The implementation differs from the initial idea, of course. Now, what happens if I want to know about the idea more? I should ask the CEO, his co-founder, one designer, 2 POs, and a tech team, which was implementing it. Is it difficult to ask though?
While you can ask many people about it, it may be hard to collect enough data because:
- it's easy to forget;
- there may be no people who were responsible for the implementation/review;
- it's time-consuming;
Do you think it's time-consuming to ask? You jump on a call with people and they tell you how it was devised and done. Approximately. Do you find it difficult? Okay, it seems not.
Then let's forget about this idea of documenting things for a moment. And get hired for another company where all people remember what they've done. Also, where people don't quit.
On your 3rd day at the company, you get a first task to do! A bug when creating user profiles. You take a look at the code and understand it's hard to grasp where things are happening. John, your colleague, can help with it because he wrote the registration module.
John explained the code well to you. Now, you're feeling the impostor syndrome, and go fixing the bug. After hours later, you realize the problem may lay in the payment handling module. Yura, a manager, recommends you ask a girl out from the other team - she may help.
You eventually fixed the bug. After months passed, you realize that for almost every task you do in this complex system, you should ask for help from at least one person. Some tasks require asking a few.
You start noticing the gradual changes in your calendar.
The work became more about explaining something and asking questions. Can we tackle that? Okay, let's find another job and start things from scratch. Things like writing documentation.
Now, we understand how it's important to document decisions, how do things work, etc. The job should become easier.
The drawback of docs is the necessity to update them. We wrote the docs. Isn't that enough?
Information may become obsolete. Writing it is one deal, but you also should review the papers and figure out what should be adjusted. Some things don't require adjustments in the future. For example, describing why a decision was made. It's salient to understand why we/you/they did something in X way.

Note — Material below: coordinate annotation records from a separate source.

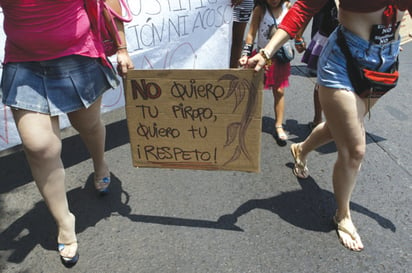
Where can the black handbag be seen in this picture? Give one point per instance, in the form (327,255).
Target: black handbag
(367,82)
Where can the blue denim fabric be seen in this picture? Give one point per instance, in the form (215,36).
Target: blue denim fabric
(332,70)
(56,86)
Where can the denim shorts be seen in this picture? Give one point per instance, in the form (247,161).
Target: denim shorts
(56,86)
(332,71)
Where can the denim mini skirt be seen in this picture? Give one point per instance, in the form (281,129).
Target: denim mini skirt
(56,86)
(332,71)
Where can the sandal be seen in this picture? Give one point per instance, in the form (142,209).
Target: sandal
(68,261)
(102,185)
(300,169)
(282,136)
(339,226)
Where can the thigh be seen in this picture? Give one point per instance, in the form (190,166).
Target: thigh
(38,132)
(344,112)
(86,118)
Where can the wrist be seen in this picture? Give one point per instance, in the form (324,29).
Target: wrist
(122,48)
(263,52)
(299,40)
(247,50)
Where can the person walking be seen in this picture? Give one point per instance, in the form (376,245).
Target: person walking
(368,36)
(266,16)
(53,65)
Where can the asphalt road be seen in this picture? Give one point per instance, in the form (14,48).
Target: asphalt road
(186,221)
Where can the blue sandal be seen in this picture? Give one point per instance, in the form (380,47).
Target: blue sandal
(67,261)
(102,185)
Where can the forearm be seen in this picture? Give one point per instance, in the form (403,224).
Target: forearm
(299,15)
(115,5)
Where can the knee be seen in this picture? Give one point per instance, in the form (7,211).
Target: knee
(278,93)
(355,156)
(90,128)
(43,148)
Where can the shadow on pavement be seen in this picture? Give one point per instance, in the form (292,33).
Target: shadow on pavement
(310,208)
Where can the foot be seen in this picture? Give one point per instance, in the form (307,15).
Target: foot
(67,242)
(102,185)
(281,133)
(102,180)
(313,124)
(300,169)
(347,234)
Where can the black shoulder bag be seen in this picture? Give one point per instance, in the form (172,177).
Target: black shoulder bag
(367,82)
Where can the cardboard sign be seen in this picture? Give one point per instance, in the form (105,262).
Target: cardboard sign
(195,119)
(405,29)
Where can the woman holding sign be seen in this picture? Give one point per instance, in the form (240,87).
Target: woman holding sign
(368,37)
(53,65)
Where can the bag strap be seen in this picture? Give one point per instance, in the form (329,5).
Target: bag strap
(110,17)
(124,6)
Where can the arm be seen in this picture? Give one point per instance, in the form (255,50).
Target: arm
(251,35)
(124,63)
(236,2)
(300,13)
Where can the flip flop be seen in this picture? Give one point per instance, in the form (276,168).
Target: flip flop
(352,233)
(300,168)
(282,136)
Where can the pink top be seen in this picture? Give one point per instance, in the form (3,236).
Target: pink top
(303,10)
(39,30)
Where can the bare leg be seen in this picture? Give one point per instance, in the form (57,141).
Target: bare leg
(238,31)
(93,133)
(317,118)
(40,135)
(279,108)
(344,112)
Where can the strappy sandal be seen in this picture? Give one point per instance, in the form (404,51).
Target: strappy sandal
(300,169)
(282,136)
(352,233)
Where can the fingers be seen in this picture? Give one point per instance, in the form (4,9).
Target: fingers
(300,47)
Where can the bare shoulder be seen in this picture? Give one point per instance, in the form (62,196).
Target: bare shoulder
(288,4)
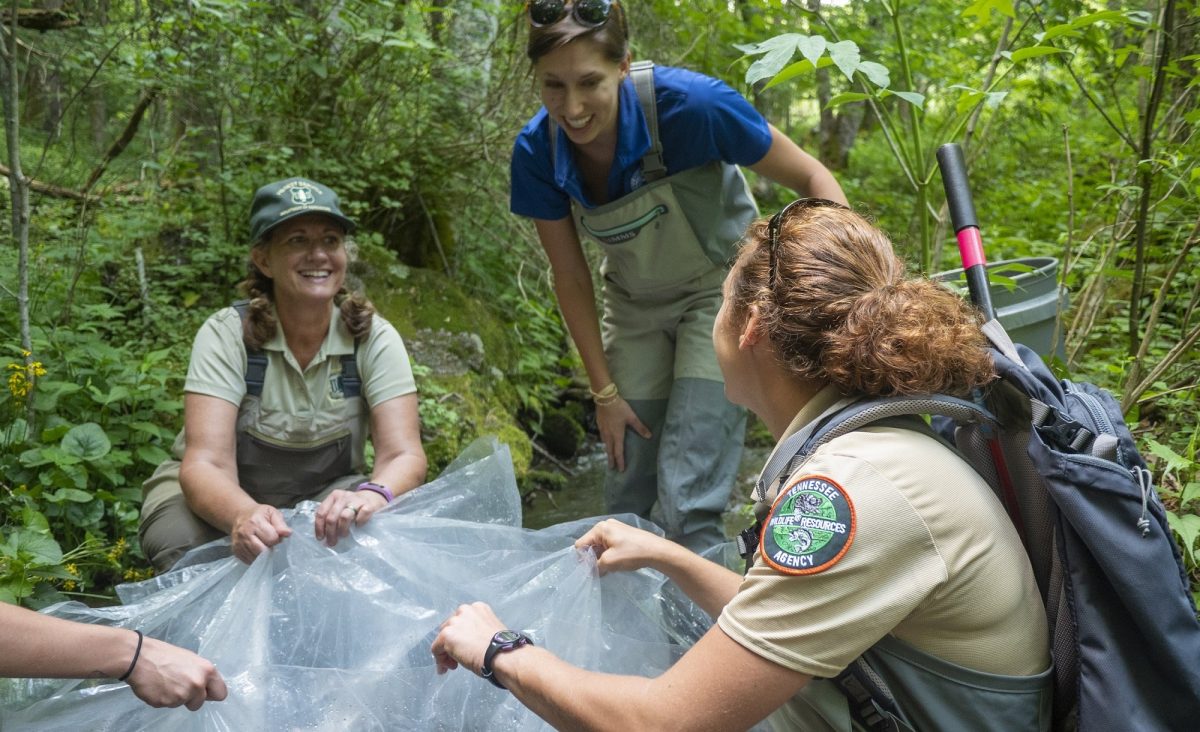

If you describe a general overview of a project, it's okay to have a description of the common features and not technical details. There is a problem with tech details: they change over time. The product's primary idea isn't, usually. Even if it's, it's not difficult to rewrite a few sentences. From a technical perspective, there are many things to cover - databases, APIs, what services are responsible for X, how to debug Y, etc. All these things change, and it's important to write down why did we make a change.
Documentation best practices
These are my best practices, they may not suit you or your company's requirements/views. If you have suggestions on how to do better - please tell me.
A simple rule to apply for all kinds of docs is to write important stuff. How to determine importance?
- you think someone will ask about it in the future;
- you think you'll ask this info later;
It's important? Write it down somewhere. The next problem is that we can have documentation, but a few people know where to find it. For example, you may store technical docs in git repositories as a README
, product docs in Confluence, marketing team docs in Notion, hiring docs in an internal hiring CRM tool.
Problem? One can describe the same process in different places. Or, we may forget to remove the obsolete docs from one source. When one wants to find actual docs, she may spend additional time to figure out what are the relevant docs. So, keep the docs in one place.
The same principles apply to software documentation. And some explicit hints. Write about:
- how to run a project locally;
- API, possible payloads, and errors;
- motivation and a goal of this project;
- code style guides;
- how to contribute;
- prerequisites to launch;
- how to deploy;
- dependencies;
- anything else that someone will search for;
When estimating tasks, take into account the time needed to write or update docs. If you read a paper and understand something is missing, add it.
Write down the important stuff because you and others will forget it. Pick one place to store the docs. Review them periodically and update if necessary.